Figura 1 – Ilustração do desenho experimental.
Resultados
Os autores verificaram que as filhas das vacas estressadas produziram em média 2,2; 2,3 e 6,5 kg de leite/dia a menos do que aquelas filhas de vacas resfriadas durante as três primeiras lactações, respectivamente (29,2 vs. 31,4; 34,4 vs. 36,7 e 33,1 vs. 39,6, estresse térmico vs. resfriadas). Em relação as netas, também houve diferença na produção de leite na 1ª lactação (29,9 vs. 31,2 kg/d). Netas de vacas resfriadas produziram em média 1,3 kg de leite a mais por dia nos primeiros 250 dias de lactação (Tabela 1).
Tabela1 – Produção e composição do leite na primeira lactação de netas (F2) de vacas expostas ao resfriamento (CL, acesso a ventiladores, sombra e aspersão) ou ao estresse por calor (HT, apenas acesso à sombra) durante os últimos 46 dias de gestação.
Explicação
É difícil ser categórico e afirmar qual a real razão destas diferenças na produção das filhas (a ciência sabe mais o que “não é” do que o que “é”), uma vez que a causa possivelmente seja multifatorial.

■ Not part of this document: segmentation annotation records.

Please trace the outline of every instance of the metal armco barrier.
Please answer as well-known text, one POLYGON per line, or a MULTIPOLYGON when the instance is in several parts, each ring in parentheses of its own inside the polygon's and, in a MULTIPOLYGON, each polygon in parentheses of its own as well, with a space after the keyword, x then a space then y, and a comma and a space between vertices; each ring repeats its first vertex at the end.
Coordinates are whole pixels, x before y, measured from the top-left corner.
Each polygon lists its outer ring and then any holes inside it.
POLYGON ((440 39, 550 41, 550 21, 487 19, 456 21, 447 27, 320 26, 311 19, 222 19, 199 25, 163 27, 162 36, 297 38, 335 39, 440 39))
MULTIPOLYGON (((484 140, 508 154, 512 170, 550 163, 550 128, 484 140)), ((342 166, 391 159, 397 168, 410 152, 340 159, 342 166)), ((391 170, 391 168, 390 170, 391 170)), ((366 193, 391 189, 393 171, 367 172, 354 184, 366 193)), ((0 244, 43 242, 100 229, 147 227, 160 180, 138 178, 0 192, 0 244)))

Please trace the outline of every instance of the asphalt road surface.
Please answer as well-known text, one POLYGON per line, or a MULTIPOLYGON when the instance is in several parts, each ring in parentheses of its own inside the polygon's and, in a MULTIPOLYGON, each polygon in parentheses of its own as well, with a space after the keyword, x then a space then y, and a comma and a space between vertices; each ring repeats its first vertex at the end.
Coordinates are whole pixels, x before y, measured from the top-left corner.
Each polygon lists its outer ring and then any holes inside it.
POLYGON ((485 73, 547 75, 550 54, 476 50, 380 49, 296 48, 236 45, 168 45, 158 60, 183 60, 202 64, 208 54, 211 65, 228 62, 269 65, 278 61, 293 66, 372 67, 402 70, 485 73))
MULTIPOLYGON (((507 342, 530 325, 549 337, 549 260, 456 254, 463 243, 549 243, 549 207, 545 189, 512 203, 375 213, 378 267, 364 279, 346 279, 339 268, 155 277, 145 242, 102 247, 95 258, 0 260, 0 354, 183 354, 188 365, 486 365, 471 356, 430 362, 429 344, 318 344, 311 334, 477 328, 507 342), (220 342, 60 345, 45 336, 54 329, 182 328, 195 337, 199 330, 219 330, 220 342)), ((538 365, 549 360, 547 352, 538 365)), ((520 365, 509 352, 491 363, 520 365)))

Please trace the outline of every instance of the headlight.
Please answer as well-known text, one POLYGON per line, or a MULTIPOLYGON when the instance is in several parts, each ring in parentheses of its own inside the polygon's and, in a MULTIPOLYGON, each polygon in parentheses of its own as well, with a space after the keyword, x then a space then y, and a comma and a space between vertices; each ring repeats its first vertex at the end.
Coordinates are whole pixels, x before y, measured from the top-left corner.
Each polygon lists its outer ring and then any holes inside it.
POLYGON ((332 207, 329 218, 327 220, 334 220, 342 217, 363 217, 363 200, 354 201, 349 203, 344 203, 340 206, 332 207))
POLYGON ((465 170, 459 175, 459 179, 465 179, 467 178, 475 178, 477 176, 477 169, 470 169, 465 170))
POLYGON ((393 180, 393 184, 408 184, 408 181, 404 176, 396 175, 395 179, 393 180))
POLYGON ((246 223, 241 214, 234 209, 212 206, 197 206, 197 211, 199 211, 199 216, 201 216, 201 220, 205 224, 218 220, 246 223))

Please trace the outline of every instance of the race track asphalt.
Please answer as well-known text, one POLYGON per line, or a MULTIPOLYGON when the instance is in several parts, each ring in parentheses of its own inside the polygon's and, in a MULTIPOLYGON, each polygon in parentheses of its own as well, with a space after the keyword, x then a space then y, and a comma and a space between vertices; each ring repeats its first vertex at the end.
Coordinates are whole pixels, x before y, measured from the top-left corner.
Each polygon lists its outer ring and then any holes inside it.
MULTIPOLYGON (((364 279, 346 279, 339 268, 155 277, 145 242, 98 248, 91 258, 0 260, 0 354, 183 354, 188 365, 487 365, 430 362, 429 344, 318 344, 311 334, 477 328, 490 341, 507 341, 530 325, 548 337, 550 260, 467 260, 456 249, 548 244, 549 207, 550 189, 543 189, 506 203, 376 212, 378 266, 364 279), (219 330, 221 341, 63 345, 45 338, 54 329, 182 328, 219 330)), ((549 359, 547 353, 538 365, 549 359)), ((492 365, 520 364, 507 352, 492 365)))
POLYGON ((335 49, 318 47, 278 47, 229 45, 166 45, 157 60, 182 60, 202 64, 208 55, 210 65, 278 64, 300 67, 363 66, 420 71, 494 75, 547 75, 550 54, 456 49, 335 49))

Entretanto, as possíveis explicações são: menor capacidade absortiva de imunoglobulinas (igG) pelas bezerras, comprometimento da imunidade das células, maior concentração de insulina (pode gerar resistência à insulina) e uma formação de alvéolos (local onde é produzido os compostos do leite) menores e com menos células secretoras de leite.
Netas: vacas expostas ao estresse térmico durante o final da gestação, podem comprometer o desenvolvimento das células germinativas do feto em formação (que nas fêmeas são as células que produzem os óvulos para fecundação no futuro). Este efeito no desenvolvimento do sistema reprodutor pode ser transgeracional, e por isso, acabar carreando um efeito para as filhas destas novilhas. Esta é a suposição descrita pelos autores que melhor explica os efeitos do estresse térmico das “avós” sobre a produção das “netas”.

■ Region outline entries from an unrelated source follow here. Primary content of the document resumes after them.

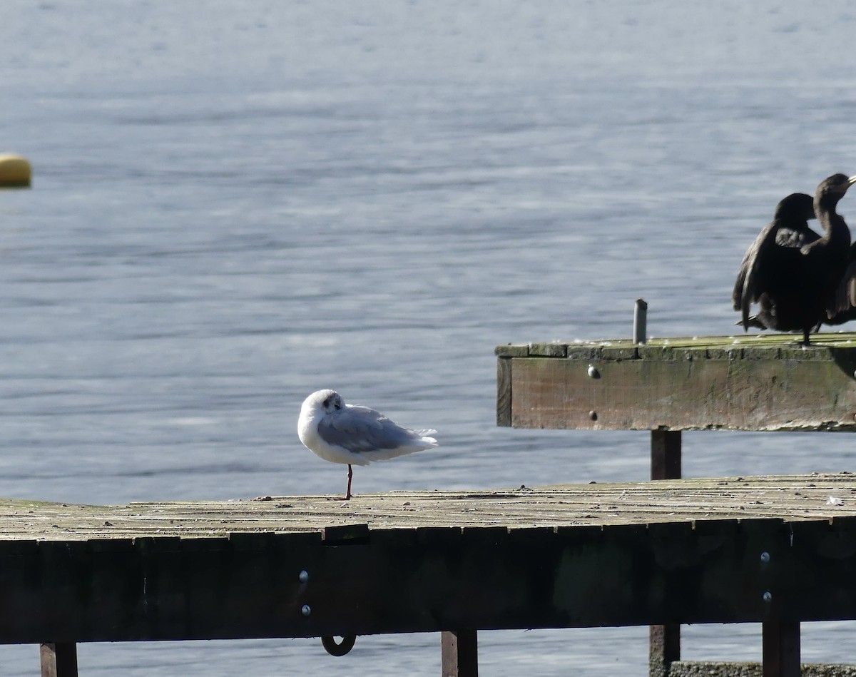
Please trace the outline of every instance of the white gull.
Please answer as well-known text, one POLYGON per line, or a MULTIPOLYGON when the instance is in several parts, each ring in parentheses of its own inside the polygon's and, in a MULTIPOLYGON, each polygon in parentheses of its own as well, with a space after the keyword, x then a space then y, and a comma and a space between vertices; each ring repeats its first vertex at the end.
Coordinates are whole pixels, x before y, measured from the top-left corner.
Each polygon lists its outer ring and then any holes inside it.
POLYGON ((348 464, 351 498, 352 466, 367 466, 437 445, 435 430, 413 431, 367 407, 345 404, 335 390, 317 390, 303 401, 297 435, 303 445, 324 460, 348 464))

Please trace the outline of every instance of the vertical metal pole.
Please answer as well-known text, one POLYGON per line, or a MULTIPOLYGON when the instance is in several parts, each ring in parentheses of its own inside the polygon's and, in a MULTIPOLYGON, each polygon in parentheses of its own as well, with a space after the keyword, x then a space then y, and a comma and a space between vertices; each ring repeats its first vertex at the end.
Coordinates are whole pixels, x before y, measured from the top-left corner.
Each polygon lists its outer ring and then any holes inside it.
POLYGON ((77 677, 77 645, 74 642, 44 644, 39 655, 42 677, 77 677))
POLYGON ((636 300, 633 308, 633 343, 645 344, 648 336, 648 303, 645 299, 636 300))
POLYGON ((443 677, 479 677, 479 639, 475 630, 442 633, 443 677))
POLYGON ((800 622, 763 625, 764 677, 800 677, 800 622))
MULTIPOLYGON (((681 431, 651 431, 651 478, 681 478, 681 431)), ((668 677, 669 664, 681 660, 681 626, 651 626, 648 637, 649 677, 668 677)))

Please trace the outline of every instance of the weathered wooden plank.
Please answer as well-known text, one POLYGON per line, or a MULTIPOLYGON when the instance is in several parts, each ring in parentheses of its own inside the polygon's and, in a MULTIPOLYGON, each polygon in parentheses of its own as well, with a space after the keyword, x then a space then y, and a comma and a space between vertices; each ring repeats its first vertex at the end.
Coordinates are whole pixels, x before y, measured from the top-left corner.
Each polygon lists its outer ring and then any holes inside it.
POLYGON ((763 628, 764 677, 800 677, 800 623, 770 621, 763 628))
POLYGON ((681 431, 651 431, 651 478, 681 478, 681 431))
POLYGON ((479 677, 479 638, 475 630, 445 632, 440 646, 443 677, 479 677))
POLYGON ((853 518, 373 533, 41 543, 0 561, 0 642, 856 619, 853 518))
MULTIPOLYGON (((668 431, 666 431, 668 432, 668 431)), ((677 435, 677 433, 674 433, 677 435)), ((686 478, 519 487, 489 491, 393 491, 270 501, 81 506, 0 499, 0 556, 29 555, 42 542, 86 541, 119 555, 141 539, 182 551, 288 547, 360 540, 377 530, 417 545, 454 538, 464 527, 558 526, 775 517, 787 520, 856 516, 856 476, 848 472, 686 478), (338 527, 338 528, 336 528, 338 527), (449 534, 449 535, 446 535, 449 534), (171 540, 164 537, 172 537, 171 540), (282 543, 278 545, 278 543, 282 543)))
POLYGON ((651 626, 648 631, 648 677, 669 677, 681 660, 681 626, 651 626))
POLYGON ((43 644, 39 648, 42 677, 77 677, 77 646, 71 643, 43 644))
POLYGON ((567 359, 511 358, 511 425, 856 431, 856 344, 721 351, 649 344, 638 347, 638 359, 607 359, 621 349, 580 359, 576 353, 590 347, 568 344, 567 359))
POLYGON ((511 425, 511 359, 496 360, 496 425, 511 425))

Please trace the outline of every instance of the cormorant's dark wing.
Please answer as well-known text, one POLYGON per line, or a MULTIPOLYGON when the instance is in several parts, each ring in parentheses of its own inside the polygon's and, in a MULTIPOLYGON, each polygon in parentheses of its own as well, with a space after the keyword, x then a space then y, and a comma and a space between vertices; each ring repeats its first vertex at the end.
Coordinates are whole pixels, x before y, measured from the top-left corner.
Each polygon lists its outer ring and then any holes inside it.
POLYGON ((737 271, 731 300, 734 301, 734 310, 741 312, 744 330, 748 330, 750 327, 749 309, 764 291, 764 271, 769 270, 774 259, 773 252, 777 246, 776 238, 778 230, 777 222, 772 221, 767 224, 746 250, 737 271))
POLYGON ((856 317, 856 243, 850 246, 847 267, 838 283, 827 315, 833 320, 829 324, 834 324, 847 322, 856 317))

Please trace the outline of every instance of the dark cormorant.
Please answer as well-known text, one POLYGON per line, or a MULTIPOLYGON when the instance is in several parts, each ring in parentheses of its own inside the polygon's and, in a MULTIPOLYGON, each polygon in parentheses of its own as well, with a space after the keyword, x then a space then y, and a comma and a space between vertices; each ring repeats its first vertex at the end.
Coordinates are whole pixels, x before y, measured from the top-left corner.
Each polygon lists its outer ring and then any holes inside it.
POLYGON ((850 245, 847 267, 835 290, 835 297, 824 324, 843 324, 856 319, 856 242, 850 245))
POLYGON ((835 174, 817 187, 813 205, 796 193, 776 205, 773 221, 749 247, 737 274, 732 300, 745 330, 761 326, 809 334, 835 306, 835 291, 847 267, 850 229, 835 205, 854 182, 835 174), (818 236, 807 224, 817 215, 823 229, 818 236), (749 309, 758 303, 758 314, 749 309))

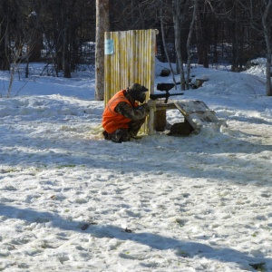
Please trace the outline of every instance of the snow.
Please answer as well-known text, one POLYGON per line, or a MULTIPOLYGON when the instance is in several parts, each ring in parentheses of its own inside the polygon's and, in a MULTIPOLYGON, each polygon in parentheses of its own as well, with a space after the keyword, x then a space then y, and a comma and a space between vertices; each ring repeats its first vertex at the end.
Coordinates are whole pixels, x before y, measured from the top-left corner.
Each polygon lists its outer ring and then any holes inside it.
MULTIPOLYGON (((155 83, 171 82, 158 75, 167 66, 157 62, 155 83)), ((9 99, 0 73, 0 271, 272 271, 272 97, 261 66, 194 66, 209 81, 171 97, 203 101, 228 127, 121 144, 102 138, 89 73, 32 67, 9 99)))

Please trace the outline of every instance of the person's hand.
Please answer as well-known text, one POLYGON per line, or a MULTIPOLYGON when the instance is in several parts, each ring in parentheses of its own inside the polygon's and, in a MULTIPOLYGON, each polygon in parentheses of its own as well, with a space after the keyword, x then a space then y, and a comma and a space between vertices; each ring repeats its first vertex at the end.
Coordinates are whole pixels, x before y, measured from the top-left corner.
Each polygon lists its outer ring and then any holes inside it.
POLYGON ((147 105, 149 106, 150 110, 152 109, 153 111, 156 111, 156 102, 154 100, 149 100, 147 102, 147 105))

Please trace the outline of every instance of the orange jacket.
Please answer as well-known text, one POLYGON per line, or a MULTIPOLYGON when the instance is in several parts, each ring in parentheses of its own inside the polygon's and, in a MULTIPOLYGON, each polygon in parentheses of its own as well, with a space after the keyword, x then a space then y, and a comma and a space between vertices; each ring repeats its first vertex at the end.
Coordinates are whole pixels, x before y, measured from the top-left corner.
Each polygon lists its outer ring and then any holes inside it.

Além dos efeitos na produção de leite, também foram verificadas diferenças em outros parâmetros como a duração da vida produtiva, e os achados seguiram a mesma tendência. Entretanto, estes resultados não serão discutidos neste artigo.
Para finalizar: a ligação entre o estresse térmico durante a lactação e a produção de leite é bastante clara (Tao et al., 2020), assim como entre o estresse térmico no pré-parto e a produção de leite da lactação seguinte (Fabris et al., 2020), e recentemente (últimos anos) parece ganhar solidez a relação entre: vacas submetidas a estresse térmico no pré-parto e a produção de leite da 1ª e 2ª geração de fêmeas oriundas destes animais.
Vou sugerir a você leitor/produtor resfriar vacas que estão passando calor no pré-parto? – Não, essa decisão é sua, eu apenas compartilhei resultados. Até a próxima.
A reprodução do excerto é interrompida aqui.